Pam White has a series of horse paintings she calls “Spirit Horses.”  To me they capture the dharma of the improvisation life.  Each stroke, each shape feels like it came directly from the painter’s body, from listening to what the horses demand.

Initially this might seem like a strange contradiction.  What does the seeming chaos of improvisation have to do with dharma’s “divinely instituted natural order of things.” (Wikipedia)

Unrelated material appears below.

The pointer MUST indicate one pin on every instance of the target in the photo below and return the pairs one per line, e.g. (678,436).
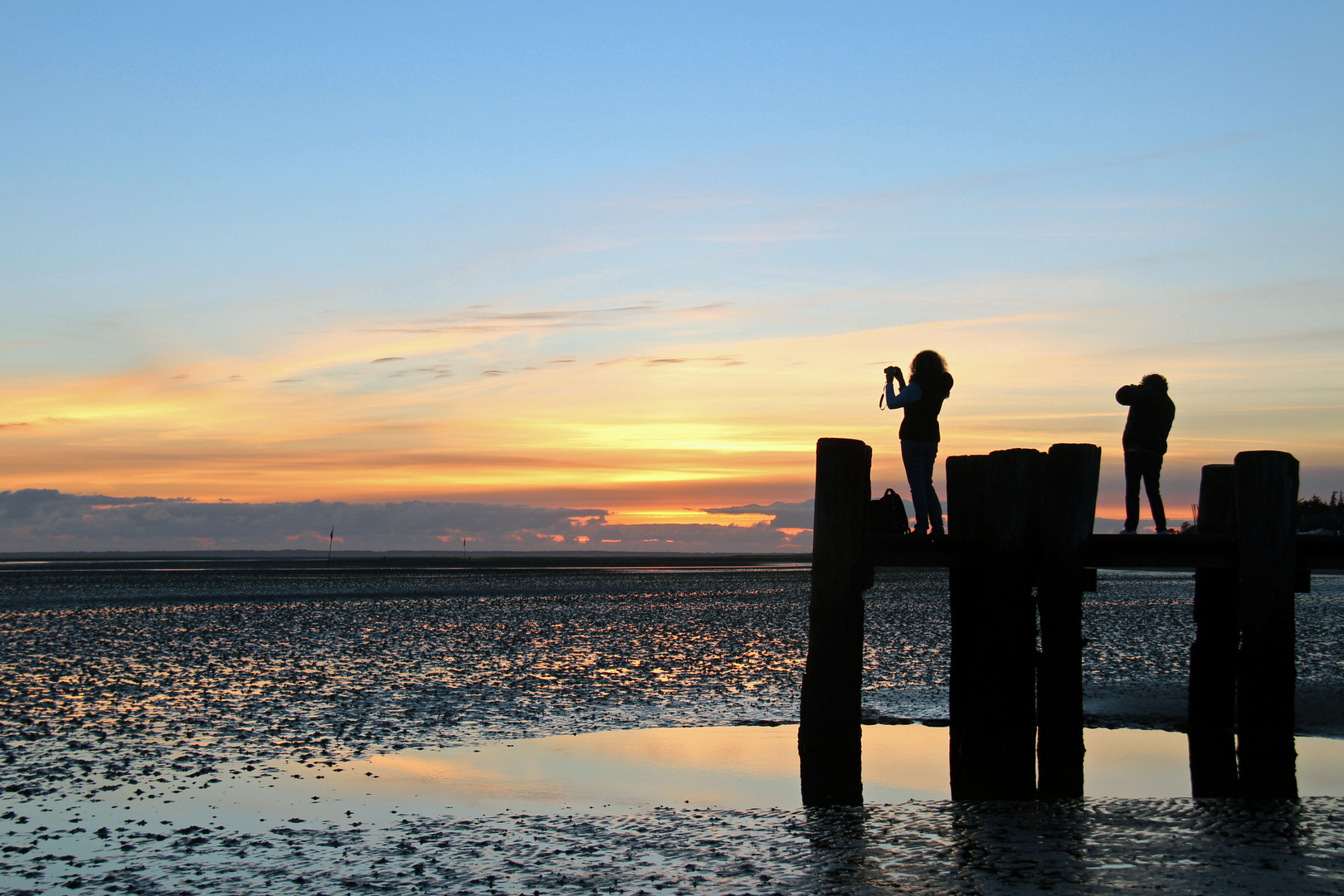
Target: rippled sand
(151,689)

When I am improvising, whether it is in the kitchen making lasagna or in the field with the Mustang Nelson, or in the dance studio following my body’s voice, I am attuning to an order that comes from the heart, the body and the moment.  The improvisation life is one where we are fluid, flexible, adaptable.  I cannot live an improvisational life if I start the day with the lists – the dust of mundane details that can settle over every creative impulse in a moment.  Begin on the yoga mat, the meditation cushion, in the field with a dog, a horse, a lover.  Let yourself be moved.

 

today

I stood willingly and gladly in the characters of everything – other people, trees, clouds. And this is what I learned, that the world’s otherness is antidote to confusion – that standing within this otherness – the beauty and the mystery of the world, out in the fields or deep inside books – can re-dignify the worst-stung heart. (Mary Oliver)

 

Falling, the edge

This morning as I sipped my coffee, a bank of fog came tumbling over the crest of Indian Mountain.  A light wind tattered the edge, and then the fog thickened again.  It was as if the clouds and the wind were playing, conversing.  Below, the swamp maples are dressed for fall.

Today I am interested in the edges of things.  The edge of my cup as the sun carves an arc of light onto its surface.  The warm edges of my body meeting the coolness of the air.  The way we experience one moment (sipping coffee) falling, edging into the next (taking out the trash).  The way summer is falling.

Just now, as you are sitting, what edges are you aware of?  Can you let that feeling become clearer?  And then can you soften that edge, so that your body and whatever you are touching dissolve into each other – like the fog and the wind in the picture?